The survey revealed startling figures on the amount of money SMEs believe could be saved by shopping around for better deals. More than a quarter (28 per cent) thought between £5,000 and £20,000 could be saved, while 15 per cent thought the same of up to £50,000. Based on these estimates, each SME could save £19,663 each year through smarter procurement.
The research indicated, however, that these figures are likely to fall in the future. Of the small businesses we questioned, 70 per cent said more attention is being paid to how much goods and services and being brought in at; far more than in the past.
As an overall trend, the study showed the majority of small businesses believed a smarter procurement function – buying the goods and services that enable an organisation to operate more efficiently and effectively – would play a more important role than sales and marketing.
Why, then, aren’t SMEs already doing more? Perhaps to answer this question we should register the enormous time and effort that goes into making sure prices are competitive in the extreme. With the internet, admittedly, it is now possible to search every possible cost that’s out there, from here to Timbuktu and everywhere in between, but that doesn’t make it any less time consuming.
It’s not just about price, either. Business relationships are hard won, and when a bond is developed over many years, trust develops. Crucial to this, however, is knowing that the price is right, that neither side is taking advantage.
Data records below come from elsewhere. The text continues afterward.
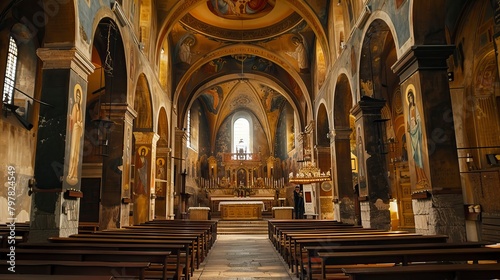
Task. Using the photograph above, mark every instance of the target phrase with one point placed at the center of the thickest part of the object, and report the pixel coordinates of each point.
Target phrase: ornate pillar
(343, 174)
(179, 166)
(115, 189)
(145, 170)
(58, 159)
(434, 172)
(161, 181)
(374, 191)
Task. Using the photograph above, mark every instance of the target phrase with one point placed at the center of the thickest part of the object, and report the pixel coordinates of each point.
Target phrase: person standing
(298, 199)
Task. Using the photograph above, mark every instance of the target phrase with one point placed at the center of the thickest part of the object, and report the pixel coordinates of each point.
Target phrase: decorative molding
(265, 33)
(66, 59)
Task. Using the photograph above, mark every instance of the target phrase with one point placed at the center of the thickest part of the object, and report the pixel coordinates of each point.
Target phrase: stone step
(242, 227)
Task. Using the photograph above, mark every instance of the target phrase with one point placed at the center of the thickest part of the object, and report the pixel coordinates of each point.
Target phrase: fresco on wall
(271, 99)
(212, 98)
(141, 165)
(414, 126)
(76, 133)
(240, 9)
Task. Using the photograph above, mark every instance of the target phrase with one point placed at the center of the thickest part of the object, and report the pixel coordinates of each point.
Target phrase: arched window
(242, 138)
(10, 73)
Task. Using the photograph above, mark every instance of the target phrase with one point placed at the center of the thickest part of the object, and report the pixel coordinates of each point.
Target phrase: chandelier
(308, 174)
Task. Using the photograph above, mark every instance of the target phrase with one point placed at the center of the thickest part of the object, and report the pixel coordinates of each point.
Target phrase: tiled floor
(245, 257)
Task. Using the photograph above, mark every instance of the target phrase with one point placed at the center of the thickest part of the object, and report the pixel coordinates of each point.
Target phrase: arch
(322, 127)
(302, 8)
(236, 117)
(237, 49)
(373, 70)
(342, 103)
(143, 104)
(427, 19)
(264, 79)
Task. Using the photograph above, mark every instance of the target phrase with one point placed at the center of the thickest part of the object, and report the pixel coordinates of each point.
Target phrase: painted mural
(76, 133)
(240, 9)
(414, 126)
(212, 98)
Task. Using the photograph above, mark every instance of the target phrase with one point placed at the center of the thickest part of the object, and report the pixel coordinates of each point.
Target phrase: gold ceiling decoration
(308, 174)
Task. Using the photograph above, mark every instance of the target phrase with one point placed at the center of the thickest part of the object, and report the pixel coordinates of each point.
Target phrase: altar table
(198, 213)
(241, 210)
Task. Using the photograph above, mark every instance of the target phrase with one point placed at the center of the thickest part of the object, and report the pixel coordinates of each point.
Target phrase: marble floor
(243, 257)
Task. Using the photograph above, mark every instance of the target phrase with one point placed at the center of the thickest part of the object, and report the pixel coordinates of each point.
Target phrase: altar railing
(228, 157)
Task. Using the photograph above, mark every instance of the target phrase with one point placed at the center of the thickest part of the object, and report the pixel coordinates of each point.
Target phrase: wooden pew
(312, 251)
(406, 257)
(292, 251)
(186, 223)
(18, 231)
(187, 243)
(197, 252)
(135, 269)
(153, 257)
(300, 244)
(427, 272)
(175, 249)
(54, 277)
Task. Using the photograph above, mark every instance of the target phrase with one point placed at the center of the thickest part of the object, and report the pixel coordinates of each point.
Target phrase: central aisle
(243, 256)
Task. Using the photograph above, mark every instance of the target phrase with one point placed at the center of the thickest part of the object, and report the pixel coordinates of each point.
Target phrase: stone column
(343, 174)
(435, 178)
(58, 159)
(161, 182)
(145, 170)
(374, 191)
(115, 189)
(179, 166)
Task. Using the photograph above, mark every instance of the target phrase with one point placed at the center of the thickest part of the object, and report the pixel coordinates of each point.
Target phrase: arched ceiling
(267, 35)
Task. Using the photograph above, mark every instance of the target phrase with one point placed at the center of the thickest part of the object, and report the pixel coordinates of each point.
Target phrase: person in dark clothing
(298, 198)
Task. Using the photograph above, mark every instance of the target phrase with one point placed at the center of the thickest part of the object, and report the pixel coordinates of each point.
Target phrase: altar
(241, 210)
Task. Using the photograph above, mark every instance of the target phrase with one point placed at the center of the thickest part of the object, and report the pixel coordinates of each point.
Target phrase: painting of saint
(240, 8)
(76, 133)
(185, 54)
(361, 160)
(141, 165)
(212, 98)
(300, 53)
(414, 126)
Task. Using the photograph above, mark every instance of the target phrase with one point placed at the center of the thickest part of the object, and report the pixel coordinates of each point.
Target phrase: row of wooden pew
(322, 249)
(166, 249)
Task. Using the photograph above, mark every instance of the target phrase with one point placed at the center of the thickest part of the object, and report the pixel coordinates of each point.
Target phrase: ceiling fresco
(252, 55)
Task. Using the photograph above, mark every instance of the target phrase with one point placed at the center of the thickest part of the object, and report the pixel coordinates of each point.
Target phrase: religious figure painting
(361, 160)
(240, 9)
(300, 53)
(212, 98)
(141, 165)
(184, 51)
(414, 126)
(76, 133)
This is somewhere technology will increasingly be able to help more. With invoices being processed digitally, the valuable data on prices paid is quickly becoming far deeper than it has ever been possible to dig in the past, especially with limited resource.
SME bosses will be able to see through spend analytics how much they’ve paid to whom at the click of a button, and compare it with the other options in the marketplace via the internet. These will be tailored by sector, location and viability.
That’s why it’s important buyers and suppliers communicate openly. If conversations about pricing don’t need to involve lengthy investigations, the communication that does happen can be about the future – where efficiencies can be made, what innovation is necessary, how shared targets can be introduced. This transparent, open collaboration between buyers and suppliers, who are both experts, would lead to growth for all parties. I believe transparency, after all, is the essence of good business – and something many SMEs are clearly looking to achieve more of.